Another study released by HCA Healthcare gauged the sentiments of Millennial and Generation Z nurses when evaluating current and future work opportunities. The study, which polled a total of 1,250 U.S. respondents (1,000 nurses who are Millennials, ages 23-39, and 250 respondents from Generation Z, ages 18-22, who are training to become nurses) found that technology, specifically mobile platforms, are critical to improve job performance.
Forty-one percent of respondents said a mobile app that allows them to chart their own career path through matching with a company mentor, giving and receiving recognition, displaying accomplishments and staying updated on health-related news or articles helps improve their performance.
Thirty-nine percent said their performance can be enhanced through virtual nurse assistant technology that can record and document patient interactions, so they can focus on the patient instead of the paperwork involved with admission, assessment or discharge. Additionally, 36 percent said a mobile platform that allows them to consult with more-experienced nurses during new or unfamiliar situations would improve their work.
At Louisville, Ky.-based Hosparus Health, a provider of hospice care in 41 counties in Kentucky and Indiana, 250 nurses who work remotely use the Ceridian Dayforce HCM software platform to document case management tasks.
Melissa Merrifield, vice president of human resources at Hosparus Health, noted that while there are challenges when implementing new technology, such as resistance to change and a long adoption curve, especially among older nurses, health organizations have to keep in mind that care providers want to provide meaningful patient care.
"Nurses, doctors and other health care providers don't want a computer screen to distract them from being able to have conversations while they are assessing their patients," she said. "Being able to provide meaningful care is where they get their joy. When we start inserting technology as a barrier to that is when we see a lot of our burnout."
As more technology is introduced to HCM platforms, Merrifield said HR leaders will have to invest in smarter systems that will address future needs. She said this year her organization will offer its employees Dayforce's learning management system and its on-demand pay module.
"We have been mindful of the disruption that is created when we change systems, and so we've really tried to say, 'If we're going to change, let's make it count. Let's pick the right HCM so that two years from now, we are not back at this table having this discussion and thinking about changing again,' " she said.
Providence St. Joseph Health, based in Renton, Wash., is using a digital training platform for its clinicians.

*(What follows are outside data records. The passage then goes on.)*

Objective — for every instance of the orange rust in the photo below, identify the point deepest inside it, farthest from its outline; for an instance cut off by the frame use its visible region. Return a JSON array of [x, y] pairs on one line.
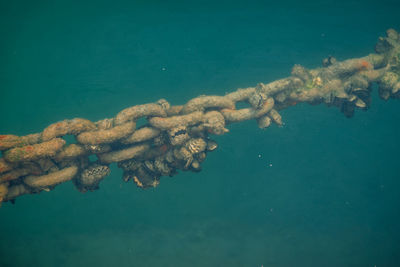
[[365, 65]]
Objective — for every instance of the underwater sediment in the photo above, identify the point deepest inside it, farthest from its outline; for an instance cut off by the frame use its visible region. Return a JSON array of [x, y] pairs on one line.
[[179, 137]]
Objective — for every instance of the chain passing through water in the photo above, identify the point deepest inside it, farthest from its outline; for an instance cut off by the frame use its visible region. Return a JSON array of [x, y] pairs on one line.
[[179, 137]]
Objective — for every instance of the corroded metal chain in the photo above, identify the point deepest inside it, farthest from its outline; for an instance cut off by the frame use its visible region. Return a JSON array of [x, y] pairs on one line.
[[178, 137]]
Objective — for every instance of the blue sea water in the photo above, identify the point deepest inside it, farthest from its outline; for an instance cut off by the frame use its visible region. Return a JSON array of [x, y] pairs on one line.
[[323, 190]]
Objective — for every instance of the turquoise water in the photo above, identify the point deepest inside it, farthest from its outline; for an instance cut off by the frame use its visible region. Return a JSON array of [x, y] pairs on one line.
[[322, 190]]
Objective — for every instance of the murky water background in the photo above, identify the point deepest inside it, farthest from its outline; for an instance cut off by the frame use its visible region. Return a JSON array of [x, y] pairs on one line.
[[323, 190]]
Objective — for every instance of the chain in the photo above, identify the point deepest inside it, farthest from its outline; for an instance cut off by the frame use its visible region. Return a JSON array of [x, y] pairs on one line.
[[178, 137]]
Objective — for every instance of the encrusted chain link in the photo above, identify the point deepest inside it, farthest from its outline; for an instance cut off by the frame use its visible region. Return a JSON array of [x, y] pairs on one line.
[[178, 137]]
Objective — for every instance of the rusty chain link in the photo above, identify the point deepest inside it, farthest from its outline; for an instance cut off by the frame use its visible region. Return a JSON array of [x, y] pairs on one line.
[[178, 137]]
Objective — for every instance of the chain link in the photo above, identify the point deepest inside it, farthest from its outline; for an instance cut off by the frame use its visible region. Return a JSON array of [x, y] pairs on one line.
[[178, 137]]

Johnny Hamilton, senior learning designer and innovation consultant for Providence St. Joseph, said advancements in technology give HR leaders better opportunities to influence C‑level executives by connecting learning to analytics, which are tied to business outcomes.
"It hasn't been until about five years ago that we have actually been able to connect the dots so that we can connect learning to business outcomes," he said. "We do that through data analytics, artificial intelligence and integrating different systems through application programming interface software," he said. "Now we can connect learning to a variety of other business metrics and key performance indicators, and we can actually say that when we move the needle with these learning interventions, it actually changes business outcomes."